Assis sur une chaise sous une tente avec la mer derrière lui, le pape a écouté Christian Tango Mukaya, un réfugié de 30 ans originaire de la République démocratique du Congo qui se trouve dans le camp avec deux de ses enfants depuis un an. Il n’a pas eu de contact avec sa femme et son autre enfant depuis son arrivée. Mavrovouni, dont le périmètre est entouré de ciment, de barbelés et de la mer, a remplacé le tristement célèbre camp de Moria qui a brûlé l’année dernière. Le pape y a rendu visite à plusieurs familles à la fin de sa visite matinale.
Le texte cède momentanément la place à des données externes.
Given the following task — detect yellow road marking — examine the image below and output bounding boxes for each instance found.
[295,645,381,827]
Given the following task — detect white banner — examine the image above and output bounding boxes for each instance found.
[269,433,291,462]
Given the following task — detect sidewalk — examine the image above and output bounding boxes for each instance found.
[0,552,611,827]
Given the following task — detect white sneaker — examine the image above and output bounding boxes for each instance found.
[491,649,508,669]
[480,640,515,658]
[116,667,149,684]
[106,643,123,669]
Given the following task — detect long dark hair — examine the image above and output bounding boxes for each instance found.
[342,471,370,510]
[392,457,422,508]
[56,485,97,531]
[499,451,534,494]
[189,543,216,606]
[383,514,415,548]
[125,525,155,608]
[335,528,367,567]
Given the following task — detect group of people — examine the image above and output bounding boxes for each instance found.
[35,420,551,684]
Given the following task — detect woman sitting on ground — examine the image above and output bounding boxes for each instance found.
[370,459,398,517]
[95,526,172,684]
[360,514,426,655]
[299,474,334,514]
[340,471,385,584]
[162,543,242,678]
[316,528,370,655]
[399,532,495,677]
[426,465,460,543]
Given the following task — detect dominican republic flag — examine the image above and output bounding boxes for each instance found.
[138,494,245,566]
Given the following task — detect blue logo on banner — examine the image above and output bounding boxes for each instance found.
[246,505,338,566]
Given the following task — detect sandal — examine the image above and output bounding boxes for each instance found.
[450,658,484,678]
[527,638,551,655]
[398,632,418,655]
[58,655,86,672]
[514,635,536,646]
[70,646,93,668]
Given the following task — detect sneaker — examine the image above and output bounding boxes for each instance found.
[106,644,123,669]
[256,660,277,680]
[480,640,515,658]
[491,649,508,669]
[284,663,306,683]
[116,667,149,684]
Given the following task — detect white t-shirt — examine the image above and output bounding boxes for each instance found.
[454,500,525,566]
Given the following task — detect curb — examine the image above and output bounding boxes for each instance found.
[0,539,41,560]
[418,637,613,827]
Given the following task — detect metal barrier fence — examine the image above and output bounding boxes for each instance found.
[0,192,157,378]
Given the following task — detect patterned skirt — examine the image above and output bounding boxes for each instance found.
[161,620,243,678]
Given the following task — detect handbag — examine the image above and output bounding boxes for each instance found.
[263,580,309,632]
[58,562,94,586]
S’écartant du discours qu’il avait préparé, François a déclaré qu’il était « affligeant » d’entendre que certains dirigeants européens voulaient utiliser des fonds communs pour construire un mur et installer des barbelés pour empêcher les immigrants d’entrer.

« Nous sommes dans l’ère des murs et des barbelés », a-t-il déclaré. Le Premier ministre polonais Mateusz Morawiecki a demandé à l’UE de financer conjointement un mur frontalier afin d’endiguer la marée de migrants en provenance du Moyen-Orient et arrivant en Pologne via le Bélarus. Aussi sinistre et déprimant que soit Mavrovouni, c’est tout de même une nette amélioration par rapport à Moria, que les groupes de défense des droits de l’homme ont décrié pour ses conditions sordides et surpeuplées. La Grèce est depuis longtemps le principal point d’entrée dans l’Union européenne pour les migrants et les réfugiés fuyant la guerre et la pauvreté au Moyen-Orient, en Asie et en Afrique. Des centaines de milliers de personnes sont arrivées sur les plages de Lesbos en 2015 après avoir traversé sur des bateaux depuis la Turquie. Joshue, un réfugié de 18 ans originaire du Congo, était parmi ceux qui ont accueilli la visite du pape. « Ce n’est pas comme l’entendre de loin, il est venu sur le terrain pour voir comment nous vivons, pour voir comment les choses se passent ici, donc cela nous donne de l’espoir et de la force de savoir qu’un tel leader pense à nous », a-t-il déclaré.